Crisis institucional, crisis política
El intento de celebrar las recientes elecciones autonómicas de Cataluña en clave plebiscitaria, impulsado desde el Gobierno de la Generalitat, ha contribuido a consolidar el convencimiento de que el sistema político español se enfrenta a una crisis irreversible, de la que solo podría recuperarse mediante una reforma de la Constitución. Seguramente la reforma es a estas alturas inevitable, pero eso no significa que la totalidad de los problemas institucionales que padece el país tenga solución a través de una renovación del pacto constitucional. Entre otras razones porque la crisis actual no responde tanto a debilidades del texto del 78, inevitables en esta como en cualquier Carta Magna, como a la deliberada estrategia política de explotarlas adoptada por los partidos, nacionalistas o no nacionalistas, tradicionales o emergentes.
Mientras los partidos no renuncien a esa táctica, poner en la reforma constitucional todas las esperanzas para recomponer el sistema político puede conducir al fracaso y a la frustración. Ninguna Constitución puede salir indemne de una instrumentalización como la que ha llevado a cabo el Partido Popular con el texto del 78, primero apropiándoselo para combatir el terrorismo y luego transfiriéndole los costes de sus propias decisiones (o indecisiones) políticas; tampoco de la trivialización desde la que en ocasiones la ha tratado el Partido Socialista, unas veces procediendo a reformas de urgencia vinculadas a la coyuntura económica y otras contemporizando con la posibilidad de sortear aquello que no ampara mediante lecturas imaginativas, como sucedió con el estatut. Y entre los partidos emergentes, alguno ha sugerido que bastaría con suprimir los artículos relativos a la monarquía para transformar España en república, mientras que otro ha hablado de abolir el Tribunal Constitucional.

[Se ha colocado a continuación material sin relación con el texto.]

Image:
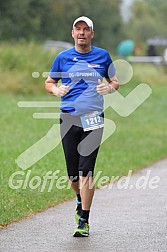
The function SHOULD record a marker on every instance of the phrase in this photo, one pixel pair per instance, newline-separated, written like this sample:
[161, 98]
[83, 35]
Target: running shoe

No es el descrédito de las instituciones establecidas por la Constitución del 78 lo que ha provocado el de la política, sino al contrario. Por consiguiente, es la política lo que debería cambiar en primer término, con independencia de que tarde o temprano resulte inevitable emprender una reforma de la Constitución. Si algo ha demostrado el intento de imponer una clave plebiscitaria en las recientes elecciones catalanas por parte de la Generalitat es que el sistema institucional del 78 es más sólido de lo que se daba por descontado, pero también que algunos partidos han adoptado estrategias políticas para provocar su colapso con excepcional determinación. Durante las pocas semanas que restan de la actual legislatura los partidos pueden optar por librarse a una subasta de ocurrencias apresuradas para reformar las instituciones o por reconsiderar las estrategias políticas que, manipulando su composición y desactivando el equilibrio de poderes y contrapoderes, han desembocado en una crisis tan profunda como la actual.
De esa opción depende, sin duda, la recuperación del prestigio tanto de las instituciones como de la política. Pero depende, además, la viabilidad de uno de los últimos recursos de los que dispone cualquier sistema democrático en crisis, también el español: la reforma constitucional.